In the platform economy, retail platforms generate demand via traffic investment, often transferring financial pressure to capital-constrained manufacturers. This study aims to jointly examine the capital-constrained manufacturer's financing strategy selection (debt vs. hybrid debt-equity) and the retail platform's endogenous traffic investment decisions.
We develop a two-echelon supply chain model consisting of a capital-constrained manufacturer as the leader and his follower, a capital-rich retail platform, comparing pure credit financing from a bank or retail platform (bank credit financing and RCF) and hybrid debt-equity financing (HF-BE and HF-RE). We examine the platform-led setting and assess robustness with a nonlinear demand function.
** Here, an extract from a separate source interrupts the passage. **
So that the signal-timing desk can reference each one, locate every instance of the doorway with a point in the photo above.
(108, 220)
The manufacturer's preference for platform financing is non-monotonic; he may revert to the bank's participation even when the rate is excessively high. Without financing participation, the platform wishes the manufacturer to introduce equity financing; with participation, it depends on the ratio because its profit follows an inverted U-shape with equity like the manufacturer. Equity financing induces a counterintuitive market expansion dominated by the low-price effect. Products with heterogeneity in terms of cost and traffic dependency have different applicable strategies for traffic investment and financing.
This study integrates financing strategies with endogenous demand creation (traffic investment) into a unified game framework. It reveals how equity dilution interacts with traffic investment to reshape financing preference, pricing and market scale, offering new insights into financing beyond interest-rate comparison.